Why Christians should consider faith with their vote: every other religion does

Donald Trump Barack Obama Faith

Within the general Christian community in the United States, even the most devoutly faithful often proclaim the separation of church and state as the reason they don’t take faith into account with their votes. This is silly because in for every other religion, faith is a top consideration. Even atheists and agnostics hold the secularism of candidates in high regard.

Why do so many Christians feel that politics and religion shouldn’t mix?

The rise of Donald Trump among Evangelicals and Catholics is a perfect example of this dynamic at play. Even Trump’s Christian supporters will admit that he claims Christianity for the sake of political expediency, but since he promises to protect Christians and make department stores say “merry Christmas,” that’s enough faithful credibility for them. To those of us who practice our faith daily, this is insane and utterly obtuse.

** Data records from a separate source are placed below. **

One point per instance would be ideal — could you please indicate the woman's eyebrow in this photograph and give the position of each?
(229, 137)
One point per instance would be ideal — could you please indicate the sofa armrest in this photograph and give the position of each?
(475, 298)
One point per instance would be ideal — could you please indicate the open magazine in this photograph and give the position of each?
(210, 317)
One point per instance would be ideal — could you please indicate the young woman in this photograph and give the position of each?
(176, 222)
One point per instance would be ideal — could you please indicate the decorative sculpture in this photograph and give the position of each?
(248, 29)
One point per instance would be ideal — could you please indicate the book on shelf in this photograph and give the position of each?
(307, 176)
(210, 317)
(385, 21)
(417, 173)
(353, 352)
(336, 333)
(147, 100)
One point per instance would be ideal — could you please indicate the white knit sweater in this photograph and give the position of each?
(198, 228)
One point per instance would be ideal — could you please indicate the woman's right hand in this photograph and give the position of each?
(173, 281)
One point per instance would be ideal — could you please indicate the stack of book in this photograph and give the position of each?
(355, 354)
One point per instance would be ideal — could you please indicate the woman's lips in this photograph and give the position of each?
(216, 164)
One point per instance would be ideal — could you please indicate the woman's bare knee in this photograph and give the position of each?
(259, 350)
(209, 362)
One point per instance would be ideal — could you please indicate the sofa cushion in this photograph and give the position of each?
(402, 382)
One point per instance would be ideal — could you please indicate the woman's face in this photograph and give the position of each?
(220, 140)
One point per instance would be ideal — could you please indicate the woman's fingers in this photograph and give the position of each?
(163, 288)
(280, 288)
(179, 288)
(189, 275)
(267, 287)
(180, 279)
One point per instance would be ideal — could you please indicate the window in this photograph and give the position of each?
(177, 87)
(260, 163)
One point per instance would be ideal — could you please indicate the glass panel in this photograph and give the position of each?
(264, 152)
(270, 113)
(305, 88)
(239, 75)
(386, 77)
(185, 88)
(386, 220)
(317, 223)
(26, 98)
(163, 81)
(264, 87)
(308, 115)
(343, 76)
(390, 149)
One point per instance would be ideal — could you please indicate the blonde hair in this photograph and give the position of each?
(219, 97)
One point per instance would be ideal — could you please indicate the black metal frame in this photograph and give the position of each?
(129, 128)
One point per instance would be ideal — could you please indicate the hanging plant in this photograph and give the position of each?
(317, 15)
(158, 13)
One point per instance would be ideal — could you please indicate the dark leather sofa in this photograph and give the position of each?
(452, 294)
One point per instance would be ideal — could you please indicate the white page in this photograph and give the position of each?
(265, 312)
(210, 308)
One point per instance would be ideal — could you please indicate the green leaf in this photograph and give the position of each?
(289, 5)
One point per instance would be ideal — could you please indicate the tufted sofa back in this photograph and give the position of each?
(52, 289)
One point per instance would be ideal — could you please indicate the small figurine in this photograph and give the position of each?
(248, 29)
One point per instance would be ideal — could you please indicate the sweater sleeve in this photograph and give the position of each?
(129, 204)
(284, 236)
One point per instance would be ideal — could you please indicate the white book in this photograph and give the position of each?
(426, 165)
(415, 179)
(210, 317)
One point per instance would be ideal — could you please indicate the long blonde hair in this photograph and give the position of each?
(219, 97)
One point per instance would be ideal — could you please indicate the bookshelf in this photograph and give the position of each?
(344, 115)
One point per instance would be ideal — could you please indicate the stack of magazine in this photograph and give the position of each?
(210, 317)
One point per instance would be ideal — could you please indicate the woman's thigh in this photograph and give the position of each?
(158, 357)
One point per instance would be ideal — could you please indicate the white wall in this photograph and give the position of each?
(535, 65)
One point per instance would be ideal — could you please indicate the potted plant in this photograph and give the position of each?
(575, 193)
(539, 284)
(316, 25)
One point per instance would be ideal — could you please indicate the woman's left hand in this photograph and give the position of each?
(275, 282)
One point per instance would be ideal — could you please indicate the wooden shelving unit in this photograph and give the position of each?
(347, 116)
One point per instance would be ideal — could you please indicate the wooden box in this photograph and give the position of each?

Don’t take this as an attempt to dump on Trump. He’s a good candidate with some strong ideas, but his support does highlight the abandonment of faith as an important factor in the minds of many churchgoers. Other faiths don’t see it like this. Hindus and Buddhists maintain a separation from politics as a lower concept, a necessary evil, but they always take the faith of their politicians into account and often favor the most spiritual with their votes. As noted, atheists and agnostics (yes, they practice a form of religion) will eliminate candidates from consideration altogether if they sound too “churchy” or indicate that their faith will play a role in their governance.

Jews and Muslims have faith deeply ingrained in their political decision making, though in completely different ways. Jews are divided between two groups both in the United States and in Israel. Ethnic Jews who do not practice their religion regularly still take faith into account, but in ways that are similar to atheists and agnostics. Faithful Jews look at the relationship between their leaders (whether in the US, Israel, or other nations) and their perspectives on the well-being of the nation of Israel itself. For Muslims, there is no separation of religion and government. Islam is government. Even in the United States, over 70% of Muslims would embrace some variation or melding of Shariah law into the American political structure. As impossible as that may seem today to those who aren’t watching, it’s actually unfolding in many places around the country. One need only look at Dearborn, Michigan.

Some view the problems we’re facing in America as requiring secular answers. The problem with that argument is that our downward trend can be traced back to after Ronald Reagan left office. Reagan was the last truly faithful Christian to sit in the White House. We’re in the middle of the most secular administration the country has ever seen. Donald Trump will not be asking for forgiveness from the Father nor will he be asking for guidance from the Holy Spirit. He may bring about a more secular government than we’re seeing today.

Christians who vote for a secular leader like Donald Trump can do so because of his strong sales pitch, his success in real estate, or any number of other reasons. However, they shouldn’t try to convince us that he’s faithful. He uses religion as a campaign prop, not an actual guiding force. In that way, he’s just like President Obama.